One reviewer preparing for marriage described reading this alongside The Act of Marriage, suggesting that the two books function as a sequence, the earlier title for the foundation, this one for the longer view. That pairing seems right based on the scope. Another reviewer described the book as ‘very inclusive,’ which I interpret as the LaHayes’ attention to both male and female experience rather than defaulting to a single perspective.
Faith Framework and Medical Ground
Like Red-Hot Monogamy, also reviewed here, this book operates within a Christian faith framework. The LaHayes describe sexual intimacy as having a divine design, and that framing is present throughout. Unlike some faith-based sex guides, however, the medical content is substantial and appears to be researched rather than assumed. The discussion of breast and prostate cancer as risks that affect sexual health, the treatment of menopause and its hormonal dimensions, and the attention to how nutrition and exercise interact with sexual function are all markers of a book that takes the body seriously rather than just the spirit.
Who Should Listen and Who Should Skip
Listen if: you’re in a Christian marriage, you’re over forty, and you’re navigating the physical and relational changes that come with that territory. The book is precise about its audience and delivers what that audience needs. Also worth considering if you’re approaching forty and want to understand what’s ahead before it arrives.
Skip if: you want a secular guide, you’re in an early stage of marriage without the physical-change context that drives the book, or you’re looking for explicit content rather than informed and principled discussion of sexual health and intimacy.
Frequently Asked Questions
Is the companion PDF mentioned in the listing important, and how do you access it?
The listing notes that figures, tables, and the appendix are included in an audiobook companion PDF download. For listeners engaging seriously with the medical content, particularly the discussions of physiological changes, hormonal effects, and the visual comparisons those require, downloading the PDF is worth the effort. It should be accessible through your Audible account after purchase.
Does The Act of Marriage After 40 require familiarity with the earlier Act of Marriage by the LaHayes?
No. The book is designed to stand alone, addressing a specific life stage and the questions that accompany it. Reading the earlier title first provides helpful context, but the LaHayes provide enough foundational framing in this book to make it useful without the prerequisite.
How does Robertson Dean’s narration handle the sensitive medical content?

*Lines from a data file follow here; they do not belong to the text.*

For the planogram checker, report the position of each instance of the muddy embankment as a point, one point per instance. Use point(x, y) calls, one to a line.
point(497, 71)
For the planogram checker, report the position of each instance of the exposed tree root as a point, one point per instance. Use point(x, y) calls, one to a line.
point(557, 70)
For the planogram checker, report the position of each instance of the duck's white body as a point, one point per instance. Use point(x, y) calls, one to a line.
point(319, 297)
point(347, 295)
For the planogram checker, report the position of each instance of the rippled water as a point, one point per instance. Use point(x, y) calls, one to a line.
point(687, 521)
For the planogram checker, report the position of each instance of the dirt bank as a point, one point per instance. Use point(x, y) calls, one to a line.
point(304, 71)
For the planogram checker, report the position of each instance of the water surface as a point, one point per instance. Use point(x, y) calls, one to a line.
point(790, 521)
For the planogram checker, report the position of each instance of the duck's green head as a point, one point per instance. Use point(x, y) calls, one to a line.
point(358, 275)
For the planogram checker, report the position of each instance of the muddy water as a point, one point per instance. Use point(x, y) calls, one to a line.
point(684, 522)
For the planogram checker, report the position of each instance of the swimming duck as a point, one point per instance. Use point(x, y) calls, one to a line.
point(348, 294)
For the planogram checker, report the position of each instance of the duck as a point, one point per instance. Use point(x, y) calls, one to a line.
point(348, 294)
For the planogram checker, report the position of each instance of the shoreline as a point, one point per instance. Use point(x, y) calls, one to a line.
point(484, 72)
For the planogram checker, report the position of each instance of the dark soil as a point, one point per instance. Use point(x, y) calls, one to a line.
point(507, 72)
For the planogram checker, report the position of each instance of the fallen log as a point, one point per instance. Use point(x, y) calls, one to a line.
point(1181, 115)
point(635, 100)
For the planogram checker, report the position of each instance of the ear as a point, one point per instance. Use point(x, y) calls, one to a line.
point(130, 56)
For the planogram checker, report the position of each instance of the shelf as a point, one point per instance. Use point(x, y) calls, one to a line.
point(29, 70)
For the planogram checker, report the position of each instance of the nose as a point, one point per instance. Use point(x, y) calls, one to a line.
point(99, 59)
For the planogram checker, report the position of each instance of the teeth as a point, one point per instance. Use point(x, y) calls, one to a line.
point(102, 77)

Dean reads with confident evenness throughout. He doesn’t retreat to clinical flatness when discussing sensitive topics, nor does he over-warm the medical sections. The balance, authoritative but accessible, suits a book that is trying to be both medically grounded and personally encouraging.
Is this book relevant for couples where both partners are over 40, or primarily addressed to one?
The LaHayes address both partners throughout, covering the female experience of menopause and its effects alongside the male experience of aging and changing desire patterns. The book is explicitly designed for couples to read together, and reviewers who describe the most satisfying experience are those who engaged with it as a shared conversation rather than individual research.